I think to rephrase what I said before. You don't have to invest based on p/e or ev/ebitda or p/fcf or whatever it is. You could do it off of p/revenue or p/click or heck, just say I go with gut instinct cause I really believe in the mgmt team.
But when you do that, understand that it's similar to you making a venture investment. It's high risk, but returns are also very high if it pans out well. So only invest what you're willing to lose and make concentrated bets in things that you have an information advantage in. For example, if you're a network engineer, you prob know of all the cdns out there, who's the player with the most potential (imo fsly), and then if you want to, you can take a stance on that. But be prepared to lose that money cause risks are amplified when valuation is not grounded in profit in the next 5 years
What truisms? Time in Market? It’s just historical performance. Which of course yes you could say that doesn’t determine future returns but it comes down to whether you think the economy will continue to grow, and whether you think that assets(generally. Not one specific asset) will continue to have value in the future (I.e. as long as we aren’t becoming communist).
That would actually prove the saying is true. Time in market is more valuable than timing the market. If you purchased at the peak of 2008 and you held until now, while continuing to invest along the way, you’d be very far ahead and doing better than someone who started in say 2010 and continued to purchase. Sure maybe somebody held onto their cash and purchased PERFECTLY at the bottom end but it’s impossible to time the market like that. There’s always risk with everything but over longer and longer periods of time the risk is far below the potential returns.
AMZN has there hand in a lot of markets that could expand rapidly. The pill pack acquisition among others could mean huge upside. The current opioid lawsuits against major pharma companies is opening the door for amazon to capture opportunity with there distribution channels
OP you are completely living in a different world. Google tried releasing their products and failed. It’s not like they didn’t try. Amazon has way more upside than Google because they are actually capturing markets while Google kept saying we will capture markets.
Microsoft and Amazon are implementing things they say and are capturing those markets. Google isn’t. Google has their revenue from their ads and is growing in that vertical. But definitely not other verticals.
AMD is going strong now, but it (along with Intel and NVidia) is going to lose the war against ARM SoCs and RISC-V based discrete video cards. See the latest Surface Pro X announcement, also I am betting that next year Apple will come out with an ARM-based Macbook. ARM-based PCs will dominate except the high-end gaming PC market, which will slowly be killed off by consoles, Stadia (or whoever wins the cloud gaming market).
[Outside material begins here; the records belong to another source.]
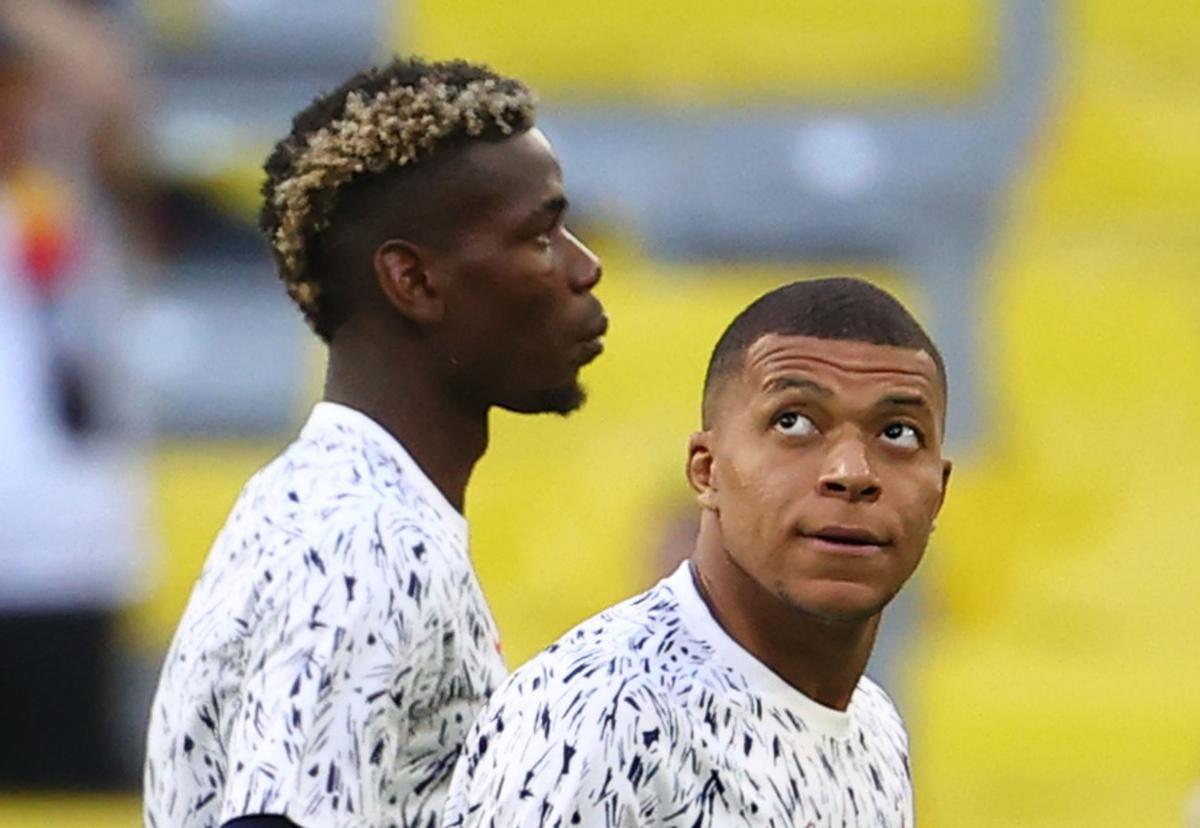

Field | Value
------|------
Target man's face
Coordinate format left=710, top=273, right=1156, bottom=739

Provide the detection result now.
left=433, top=130, right=607, bottom=414
left=689, top=334, right=950, bottom=620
Thanks to the trade war, the Chinese will develop alternatives in a few years to avoid the Intel / AMD / Qualcomm / ARM tax.
Uber. Given the spate of layoffs and the fact that they're probably going to meet their earnings target this quarter (due to the layoffs and cost cutting measures), Uber might be a good buy. If anyone disagrees, I'd love to hear why.
Uber needs to monetize Uber eats and Uber trucking. They also need to raise rates for drivers. Stop wasting time recruiting new drivers. And stop giving Dara so much money. Super long term, the ownership in other Didi and some ride share business in Brazil should pay off in a few years.
Softbank. Undervalued by 2x (based on the net value of their holdings). Wework and uber losses overly punished the stock and is a small percentage of their profile. Softbank is the Berkshire Hathaway of tech. Think long term fundamentals.